March 28, 2024

The Sophistry of Hipaa, Hippa, Hippo and Texting

Why text messaging and its relationship to patient engagement and patient experience is imperative to the clinical and financial success of healthcare.

The Inconspicuous phenomenon of Texting

Texting is the fastest growing business service in the world. Texting has increased over 7000% within the last decade. Over 690 billion texts are sent every month worldwide. In America, over 80% of the population text regularly.  About every type of consumer including the young, old, generation X, generation Y, and especially millennial use the text channel.  Three out of ten people would give up calls in favor of texting. Texting is 10x quicker than phone calls and 95% of texts are read within 3 minutes of being sent.  The average response time is 90 seconds. 91% who text prefer it over voicemail.

Only 48% of businesses are equipped to handle texting while 89% of consumers want to use text to communicate with businesses, including healthcare.

Healthcare has the opportunity to exploit the text channel in the provisioning of quality care and financial stability, but not without serious and thoughtful considerations to its deployment, management and benefit to the patient.

As with all existing communication technology, the HIPAA, HIPPA and HIPPO sheriffs, tend to ride into town decrying lack of certification, loss of patient privacy, unmitigated risk and the need to encrypt everything and everyone, without really reflecting on the balance between mitigating risk and improving the lives of patients and the financial success of the organization. By no means is privacy and security not important nor the importance of protecting the patient’s rights, but all too often healthcare forgets what it means to be patient centric.
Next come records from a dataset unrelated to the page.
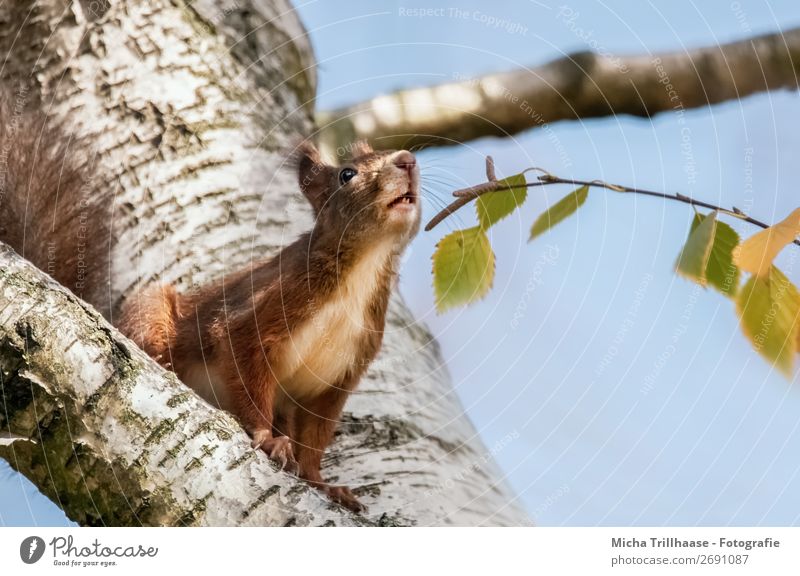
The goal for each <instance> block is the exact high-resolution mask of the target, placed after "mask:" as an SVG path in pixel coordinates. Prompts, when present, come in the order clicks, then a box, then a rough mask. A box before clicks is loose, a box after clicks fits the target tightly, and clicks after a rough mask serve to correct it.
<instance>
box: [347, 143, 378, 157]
mask: <svg viewBox="0 0 800 576" xmlns="http://www.w3.org/2000/svg"><path fill="white" fill-rule="evenodd" d="M372 152H373V150H372V146H370V145H369V142H367V141H366V140H356V141H355V142H353V145H352V147H351V156H352V157H353V158H358V157H359V156H365V155H367V154H372Z"/></svg>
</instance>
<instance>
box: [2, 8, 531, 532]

Organizations within Healthcare struggle with separating security and privacy as was defined by HIPAA and interpret HIPAA as an all or nothing proposition when it comes to engaging the patient through the text channel.

Texting is transmitted unencrypted without a doubt. The individual text message segment is limited to 160 characters. The information is unstructured and part of a digital conversation that can randomly contain components of PHI in flight, as do phone conversations everyday.  Texting affords us the opportunity to secure the data at rest, (while what comes out of the mouth does not) from healthcare organizations and assumes the patients, if consented, approves of this level of privacy and has some responsibility to security by owning and securing the phone.

While technological safeguards  to protect patient health information remains paramount, health professionals should not forget that individual relationships remain the foundation of the patient’s experience with the health care system.